If there’s a job posting for a senior FP&A analyst, is it ever recommended or even acceptable to have a 2 page resume?
Since I’m a career switcher, it is impossible for me to cram the following into 1 page:
my corporate FP&A experience
A) job responsibilities that are similar between my current job and new job
B) Multi-phase projects I had a big hand in
the 3 jobs in my previous career that is in the same industry as the target company
My relevant education and certifications (again, related to the target company’s industry)
Will that be seen as long-winded or arrogant to submit a 2-pager for a job intended for 26 year olds that have a Bachelors degree and entry-level FPA experience at 1 or 2 companies at most?
I’d love to hold a utopian view that HR is going to look at it and be like “wow, he has 4 experiences we’d find valuable” but I’m concerned they have about 7-10 seconds to make a snap decision if they want to call me or not.
No, it’s not acceptable. People with 8-10 years of experience and career changes can fit it into one page, so five years or fewer should easily fit onto one page if done properly.
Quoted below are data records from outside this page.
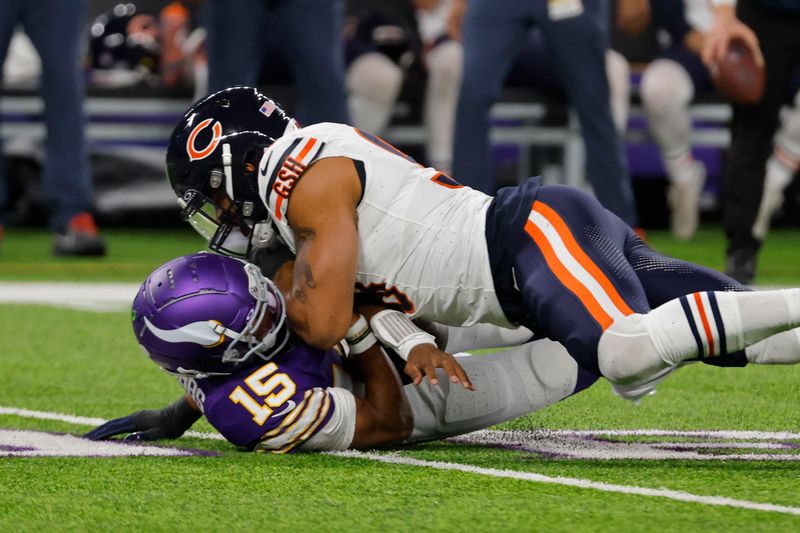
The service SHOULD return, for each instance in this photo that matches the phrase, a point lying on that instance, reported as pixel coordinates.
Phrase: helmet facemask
(275, 338)
(224, 213)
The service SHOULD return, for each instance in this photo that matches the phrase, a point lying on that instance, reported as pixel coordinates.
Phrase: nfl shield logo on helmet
(267, 108)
Serious question, if I have 8 years of work experience since college, 5 of it being not relevant, can I leave off my graduation date and just keep the relevent experience on linkedin, my cover letter and resume? Judging from your posts on here, you seemed to have hired many before, would you feel slighted if you later found out I was 5 years older than I appear? Or is that common and best practice?
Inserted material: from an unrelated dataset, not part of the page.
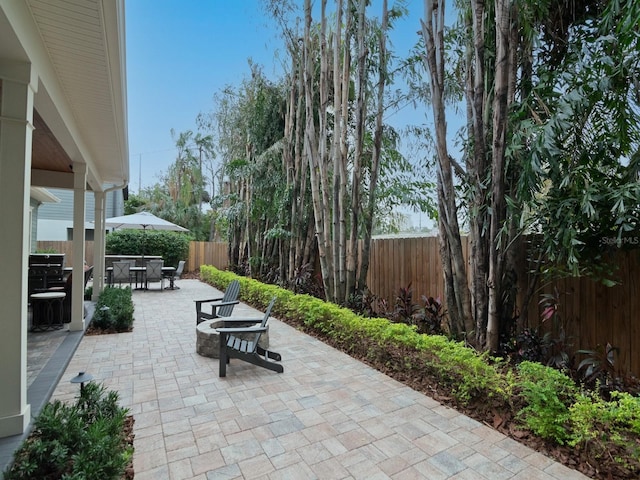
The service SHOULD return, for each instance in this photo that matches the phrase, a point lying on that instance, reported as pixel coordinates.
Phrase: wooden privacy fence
(208, 253)
(591, 313)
I would not leave any jobs or graduation dates off the resume. For the former, it’s an automatic ding once I find out you’re hiding anything. For the latter, I wouldn’t bother to even contact the candidate since one of the key data points I look at in the 30 seconds that I spend reviewing a resume is graduation dates.
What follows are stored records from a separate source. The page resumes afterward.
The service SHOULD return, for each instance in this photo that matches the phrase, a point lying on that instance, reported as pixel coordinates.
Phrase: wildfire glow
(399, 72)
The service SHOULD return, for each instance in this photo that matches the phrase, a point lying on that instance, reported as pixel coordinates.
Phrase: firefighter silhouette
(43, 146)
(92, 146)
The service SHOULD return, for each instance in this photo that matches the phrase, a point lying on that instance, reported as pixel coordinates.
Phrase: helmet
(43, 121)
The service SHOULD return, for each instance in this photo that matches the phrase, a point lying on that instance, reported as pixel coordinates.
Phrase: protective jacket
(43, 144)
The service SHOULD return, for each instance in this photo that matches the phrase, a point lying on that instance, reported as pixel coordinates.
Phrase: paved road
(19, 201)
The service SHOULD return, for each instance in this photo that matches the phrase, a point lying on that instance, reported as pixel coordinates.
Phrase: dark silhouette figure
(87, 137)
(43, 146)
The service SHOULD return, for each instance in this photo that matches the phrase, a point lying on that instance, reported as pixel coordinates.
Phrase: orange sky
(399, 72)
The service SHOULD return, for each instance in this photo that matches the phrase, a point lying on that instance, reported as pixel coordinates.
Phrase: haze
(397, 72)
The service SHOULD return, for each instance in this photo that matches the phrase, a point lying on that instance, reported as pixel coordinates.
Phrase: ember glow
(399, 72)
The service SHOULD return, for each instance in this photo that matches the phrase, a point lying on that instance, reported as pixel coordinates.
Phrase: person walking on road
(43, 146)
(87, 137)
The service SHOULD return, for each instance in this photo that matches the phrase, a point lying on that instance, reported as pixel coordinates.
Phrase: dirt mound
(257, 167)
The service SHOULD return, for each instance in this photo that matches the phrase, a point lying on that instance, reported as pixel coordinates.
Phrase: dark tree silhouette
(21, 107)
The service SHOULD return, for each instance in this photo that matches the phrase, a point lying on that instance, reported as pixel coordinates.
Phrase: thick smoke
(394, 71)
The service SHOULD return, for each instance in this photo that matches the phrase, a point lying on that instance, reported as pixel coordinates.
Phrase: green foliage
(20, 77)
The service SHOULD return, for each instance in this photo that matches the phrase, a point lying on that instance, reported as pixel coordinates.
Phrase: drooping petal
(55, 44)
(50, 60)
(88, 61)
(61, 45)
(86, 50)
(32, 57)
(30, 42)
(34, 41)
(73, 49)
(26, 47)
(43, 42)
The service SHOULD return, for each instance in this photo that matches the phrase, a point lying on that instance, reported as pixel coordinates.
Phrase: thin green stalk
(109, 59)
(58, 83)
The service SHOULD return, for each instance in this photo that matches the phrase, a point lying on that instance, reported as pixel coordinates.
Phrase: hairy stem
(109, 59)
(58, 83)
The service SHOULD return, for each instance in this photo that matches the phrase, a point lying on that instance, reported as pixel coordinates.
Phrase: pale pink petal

^ for a junior role, I would agree it’s weird if a graduation date was missing. But he has 3 years of experience and I’m guessing he’s going for a role where that 3 years is noted as worthy experience. If we’re talking about an experienced hire, that matters far more then the fact that you may have 4 years of irrelevant experience.
I’ve seen 30 year olds hired as entry level assoc in equity research for example.
Now that you mention it, my old boss didn’t have have his graduation date on his resume. I’m looking to make a similar switch and along with sharpening my skills so I can pitch what kind of value I can bring, I’m looking to minimize any objections, especially ones that aren’t even relevant to the discussion.
I’ll give it a shot and let ya’ll know the results over the next few months. Focused on GMAT now so I can have a clear picture of all my options.
It doesnt matter if the 4 years if jobs were irrelevant or not. It is very relevant to me if someone was job hopping during that time, or was fired from one or more jobs, or has multi month gaps in between jobs, etc. Even if theyre not relevant, they need to at least be listed on the resume to demonstrate the person’s employability, or lack thereof.
If someone is too lazy to read a second page of my CV I wouldn’t want to work there.
With that said, keep your resume as relevant as possible. You really don’t need 8 sections talking about your skills but you should AT LEAST list the prior jobs you’ve had; just don’t provide much of a description as they won’t ask about it anyways.
I’ve been struggling with whether to keep my personal training experience and tutoring experience from college. Both are somewhat relevant, but not really real career type jobs
Should we list our monthly municipal bond income on our personal portfolio, or is that more of a conversation piece when an interview is opened up to questions?
Upper five figures or hacksaw. If you arent rolling in a >$5M muni portfolio by 30, you’re career is a disaster and you’re only qualified as the garbage man.